There had to be skeptics to my Los Altos Adventure last weekend.

Did you mis-price the house by more than a million dollars on purpose – or just by accident? Come on – you were 440 miles out of your normal market area….dude….you got lucky!!

I like to pay close attention to the market activity in the days before inputting a new listing. This was the latest listing by the guy who has just captured nationwide attention of his lowball $10,000-commission offer to the buyer-agents. As of Wednesday night, this was still active, and I told my sister that I didn’t want to compete directly because mine would help to sell his. If it was still an active listing when I woke up on Thursday, then I’m not coming up and we will postpone the listing for at least two weeks due to weather:

https://www.compass.com/app/listing/764-parma-way-los-altos-ca-94024/1510956913476773969

Miraculously, when I woke up the listing was marked pending – so I left for Los Altos.

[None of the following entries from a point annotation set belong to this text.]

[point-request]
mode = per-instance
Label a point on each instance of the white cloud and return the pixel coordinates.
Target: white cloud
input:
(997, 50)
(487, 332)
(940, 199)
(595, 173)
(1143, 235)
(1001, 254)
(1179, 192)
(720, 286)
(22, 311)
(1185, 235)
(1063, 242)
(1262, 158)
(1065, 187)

All I had to be was the most attractive new listing in a very exclusive area (Nvidia is based in San Jose). There had to be losers from the Parma bidding war who were motivated to buy the next one, and there was nothing else for sale at this price point.

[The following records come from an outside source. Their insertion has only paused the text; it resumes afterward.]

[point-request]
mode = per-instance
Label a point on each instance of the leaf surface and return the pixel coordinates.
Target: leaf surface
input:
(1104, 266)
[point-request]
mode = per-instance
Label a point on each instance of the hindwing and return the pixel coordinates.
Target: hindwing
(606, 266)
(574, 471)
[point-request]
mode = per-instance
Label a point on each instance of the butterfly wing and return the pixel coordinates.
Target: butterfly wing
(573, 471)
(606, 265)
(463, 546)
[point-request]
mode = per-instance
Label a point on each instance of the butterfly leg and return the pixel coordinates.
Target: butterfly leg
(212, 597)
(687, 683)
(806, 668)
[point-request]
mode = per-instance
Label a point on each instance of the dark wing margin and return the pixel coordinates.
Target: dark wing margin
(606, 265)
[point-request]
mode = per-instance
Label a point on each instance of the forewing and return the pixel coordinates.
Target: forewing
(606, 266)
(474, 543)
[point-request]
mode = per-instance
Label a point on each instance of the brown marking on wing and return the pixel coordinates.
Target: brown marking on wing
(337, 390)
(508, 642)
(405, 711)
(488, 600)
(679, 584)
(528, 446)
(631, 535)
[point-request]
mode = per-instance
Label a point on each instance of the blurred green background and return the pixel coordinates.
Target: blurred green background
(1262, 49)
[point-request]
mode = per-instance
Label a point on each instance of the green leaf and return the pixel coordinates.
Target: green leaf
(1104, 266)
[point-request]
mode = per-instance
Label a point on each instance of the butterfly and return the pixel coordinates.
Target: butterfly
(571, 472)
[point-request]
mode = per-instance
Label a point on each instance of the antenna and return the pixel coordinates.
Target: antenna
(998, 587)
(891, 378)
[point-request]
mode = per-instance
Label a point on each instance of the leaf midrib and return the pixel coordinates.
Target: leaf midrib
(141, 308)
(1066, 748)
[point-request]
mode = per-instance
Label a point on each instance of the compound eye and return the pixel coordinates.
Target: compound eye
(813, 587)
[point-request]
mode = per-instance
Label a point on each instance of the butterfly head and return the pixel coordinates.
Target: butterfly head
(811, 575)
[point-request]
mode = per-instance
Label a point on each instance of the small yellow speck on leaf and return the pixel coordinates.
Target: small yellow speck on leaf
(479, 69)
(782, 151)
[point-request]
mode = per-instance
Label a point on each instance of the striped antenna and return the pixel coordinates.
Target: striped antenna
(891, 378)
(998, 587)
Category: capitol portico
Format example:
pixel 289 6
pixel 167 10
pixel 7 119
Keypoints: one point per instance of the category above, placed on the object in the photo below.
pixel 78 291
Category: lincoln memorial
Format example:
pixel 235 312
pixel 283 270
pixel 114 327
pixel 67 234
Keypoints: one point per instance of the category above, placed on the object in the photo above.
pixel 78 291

I was talking it up with every agent who came to my open house, and eventually I found an agent who was in the same office as the buyer-agent of Parma – and they confirmed that it sold for $4,150,000! Do you think I told that to every person I met over the next 48 hours….yes!

Let’s note my options: Either price attractively and have buyers bid it up, or price at retail and wait.

Here’s an example. The size of house and lot are pretty similar to mine, and it’s a busy street too. How are they doing? They listed for $3,998,000, and 30 days later they are still unsold:

https://www.zillow.com/homedetails/1107-Covington-Rd-Los-Altos-CA-94024/19533609_zpid/

There is an easy guide for pricing:

The more obstacles that need to be overcome, the more attractive the price needs to be.

I’ve been showing houses to buyers the last couple of days, and this theory has never been more clear.  As we walk into a house that appears to be priced at the top of the range (or higher), the skepticism builds with every step – and we’re looking for any reason NOT to buy.

But when you walk into an attractively-priced home and see defects, they just confirm why the price is attractive – buyers don’t expect perfection when the price is attractive!

What happens once a home hits the open market depends on the listing agent. Yesterday, one was blaring his Jesus music, and another was chatting with the sellers who were still hanging around even though the open house started 15 minutes earier. Most listing agents aren’t implementing any bidding-war strategy – heck, yesterday there was one agent who didn’t even know the price of the home!

In reviewing the Los Altos comps, about half of them had closed over the list price, so I knew it was going to be hot. I knew that I was selling a house that looked all original, and was on a busy street. So we priced it attractively and I aggressively implemented my tried-and-true bidding war strategy that works!